Re: Large static datasets like genomes (Re: Reasonable maximum package size ?)
On Sat, 9 Jun 2007, Steffen Moeller wrote:
It would be lovely if we could agree on a set of databases to support in
Debian and to have a permanent location in the file system for them. For the
reasons that Tim has already outlined I do not see to distribute the larger
database as Debian packages. Once a (computational) biologist starts a new
project, (s)he wants the latest data no matter what and anything older than
three months (or a week sometimes) is likely not to be acceptable. I do not
see any packaging effort to work for that and particularly not in the way we
think of the stable distribution.
Well, but some kind of
that is parsed by some downloader via cronjob and putting the data into
the location you mentioned above comes into mind. I do not ask for
the impossible but for supporting users. I as a user would be bored by
doing things my computer could do itself.
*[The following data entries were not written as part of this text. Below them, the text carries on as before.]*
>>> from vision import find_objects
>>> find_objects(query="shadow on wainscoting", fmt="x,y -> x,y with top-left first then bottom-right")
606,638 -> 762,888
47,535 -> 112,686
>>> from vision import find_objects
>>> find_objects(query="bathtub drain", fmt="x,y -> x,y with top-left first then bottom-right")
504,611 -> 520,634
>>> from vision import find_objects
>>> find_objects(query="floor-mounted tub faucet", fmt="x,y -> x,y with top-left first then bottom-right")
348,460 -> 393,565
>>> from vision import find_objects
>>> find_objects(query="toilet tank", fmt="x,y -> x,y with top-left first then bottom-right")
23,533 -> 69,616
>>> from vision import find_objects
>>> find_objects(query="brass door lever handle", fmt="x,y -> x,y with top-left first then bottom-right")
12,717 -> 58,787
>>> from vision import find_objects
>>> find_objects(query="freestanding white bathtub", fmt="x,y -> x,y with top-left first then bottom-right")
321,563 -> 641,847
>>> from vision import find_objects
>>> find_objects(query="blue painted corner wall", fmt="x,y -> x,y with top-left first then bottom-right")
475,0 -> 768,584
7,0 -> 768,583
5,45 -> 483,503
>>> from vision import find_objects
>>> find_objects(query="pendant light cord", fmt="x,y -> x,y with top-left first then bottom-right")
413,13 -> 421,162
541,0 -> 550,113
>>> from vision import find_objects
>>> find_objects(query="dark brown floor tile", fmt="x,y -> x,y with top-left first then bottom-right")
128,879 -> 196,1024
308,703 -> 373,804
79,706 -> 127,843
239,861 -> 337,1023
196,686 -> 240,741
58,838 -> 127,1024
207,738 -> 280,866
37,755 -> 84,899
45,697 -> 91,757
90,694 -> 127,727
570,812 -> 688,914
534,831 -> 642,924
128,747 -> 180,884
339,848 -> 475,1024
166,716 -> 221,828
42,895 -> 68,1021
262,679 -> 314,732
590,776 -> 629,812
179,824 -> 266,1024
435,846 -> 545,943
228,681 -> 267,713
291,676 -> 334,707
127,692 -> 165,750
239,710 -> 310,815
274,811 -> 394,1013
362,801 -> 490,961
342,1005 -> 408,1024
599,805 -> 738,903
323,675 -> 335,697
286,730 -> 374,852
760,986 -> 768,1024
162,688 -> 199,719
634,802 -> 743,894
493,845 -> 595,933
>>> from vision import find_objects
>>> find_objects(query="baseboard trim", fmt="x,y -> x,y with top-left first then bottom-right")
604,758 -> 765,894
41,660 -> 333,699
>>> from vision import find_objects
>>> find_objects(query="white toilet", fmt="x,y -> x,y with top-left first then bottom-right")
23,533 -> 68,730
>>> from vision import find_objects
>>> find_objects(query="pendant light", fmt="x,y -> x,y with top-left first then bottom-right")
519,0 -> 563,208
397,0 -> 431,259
What may be stable though is an application that install the latest databases
for the user. And maybe that application would even know how to make use of
the diffs to the respective latest release that many databases like EMBL
offer in order to reduce download times (we are talking about many Gigs for
these big players). I could well imagine, that an application that maintains
the most important databases of say the Nucleic Acids Research's January
issue could well be publishable and may be a nice project for a summer
student to start off. Any volunteers on this list by any chance?
Ah yes - I see we share quite the same idea.
I am not certain about how to reference a such auto-maintained particular
database from other packages. Maybe there could be something like virtual
packages that depend on the auto-biodb-maintaintenance tool and call it in
their postinst scripts as
$ auto-biodb-maintaintenance --make-sure-it-is-maintained dbname
Something like that.